Second interstellar object 2I/Borisov resembles comets from our solar system unlike the curveball that was Oumuamua

The physical properties of Oumuamua turned out to be impossible to reconcile with solar system objects, challenging our view of interstellar minor bodies.


                            Second interstellar object  2I/Borisov resembles comets from our solar system unlike the curveball that was Oumuamua

The second object from another star that is speeding through our solar system - 2I/Borisov - is a never-seen-before 'real' interstellar comet, conclude astronomers from their initial observations. At the same time, say scientists, based on its initial characteristics, the comet is exactly what astronomers had expected. 

According to the findings, the extended coma and the broad tail of 2I/Borisov is what makes it similar to comets native to our solar system.

"We immediately noticed the familiar coma and tail that were not seen around 'Oumuamua. This is really cool because it means that our new visitor is one of these mythical and never-before-seen 'real' interstellar comets," says Michal Drahus from Jagiellonian University, who co-led the study.

"Make of this what you will, but based on these initial characteristics, this object appears indistinguishable from the native solar system comets," says Piotr Guzik, who led the study from Jagiellonian University, in Krakow, Poland.
 
Initially dubbed as C/2019 Q4 (Borisov), the object was first detected on August 30 by Gennady Borisov, an amateur astronomer at the MARGO observatory in Nauchnij, Crimea. The first interstellar object to pass through the solar system - 'Oumuamua - was detected and confirmed in October 2017.

"The dynamical properties and morphology of 2I/Borisov make it clear that the body is the first certain case of an interstellar comet, and the second known interstellar minor body identified in the solar system (after 'Oumuamua). Evidently, the extended coma and the broad tail stand in stark contrast with the purely asteroidal appearance of 'Oumuamua," state the findings published in Nature Astronomy.

According to Guzik, the research work on 2I/Borisov will be "transformative for planetary astronomy" and a milestone for astronomy in general.

The researchers observed that comet Borisov has a dust-dominated morphology, a reddish hue and that its solid nucleus is about 1 km in radius. The estimated nucleus size of 2I/Borisov, says the team, is common among the solar system's comets.

The findings, say scientists are remarkable, especially after ‘Oumuamua, the "multiple peculiarities" of which had prompted them to rethink their entire view of the nature of “interstellar interlopers.”
 
"Interstellar comets penetrating through the solar system had been anticipated for decades. The discovery of asteroidal-looking 'Oumuamua was thus a huge surprise and a puzzle. Furthermore, the physical properties of the 'first scout' turned out to be impossible to reconcile with solar system objects, challenging our view of interstellar minor bodies. Here, we report the identification and early characterization of a new interstellar object, which has an evidently cometary appearance," says the study.

It further says, "Images show an extended coma and a faint, broad tail. The nucleus is probably approximately 1 km in radius, again a common value among solar system comets, and has a negligible chance of experiencing rotational disruption. Based on these early characteristics, and putting its hyperbolic orbit aside, 2I/Borisov appears indistinguishable from the native solar system comets." 

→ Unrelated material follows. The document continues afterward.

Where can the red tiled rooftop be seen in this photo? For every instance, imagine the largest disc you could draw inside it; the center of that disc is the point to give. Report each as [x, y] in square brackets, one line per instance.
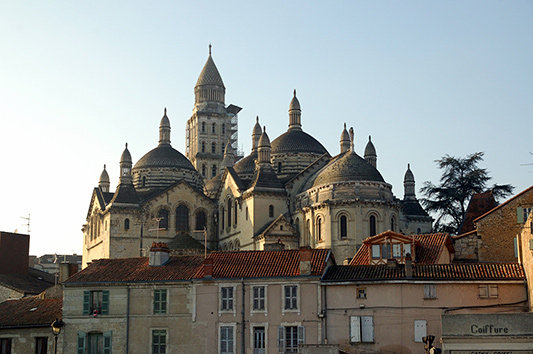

Two-color composite image of comet 2I/Borisov captured by the Gemini North telescope on September 10, 2019. The image was obtained with eight 60-second exposures, four in green and four in red bands. (Gemini Observatory/NSF/AURA)

Prompted by the earlier visit of 'Oumuamua, a research team led by astronomers from the Jagiellonian University created a computer program nicknamed "Interstellar Crusher" that scanned through online data of newly-found comets and asteroids in search of objects from far away. On September 8, 2019, the program issued a red alert and informed the scientists of a possible new hyperbolic object arriving from interstellar space. 

Two days after receiving the alert, the team started scrutinizing the first images of the object obtained at the William Herschel Telescope on La Palma, Spain, even as they were getting ready to receive more data from the larger Gemini North Telescope on Maunakea, Hawaii.

According to Guzik, the code was written specifically for this purpose, and the researchers had "really hoped to receive this message" one day. A closer investigation into the object's orbit confirmed its exosolar origin, making it the second-known "interstellar interloper," says Guzik.

"On September 8, 2019, at 04:15 universal time, we were alerted by our software Interstellar Crusher of a possible new hyperbolic object gb00234. The orbit became reliable enough to trigger the first announcements, and subsequently, the body received an official name 2I/Borisov. As of September 20, 2019, at 12:00 universal time, 447 published astrometric positions are demonstrably incompatible with a parabolic orbit," the findings state.

According to the researchers, they took proper measurements before determining the comet's color and estimating its other properties.

These findings, says the team, are only the beginning of a more thorough investigation. "The comet is still emerging from the sun's morning glare and growing in brightness. It will be observable for several months, which makes us believe that the best is yet to come," says co-author of the study Waclaw Waniak from Jagiellonian University.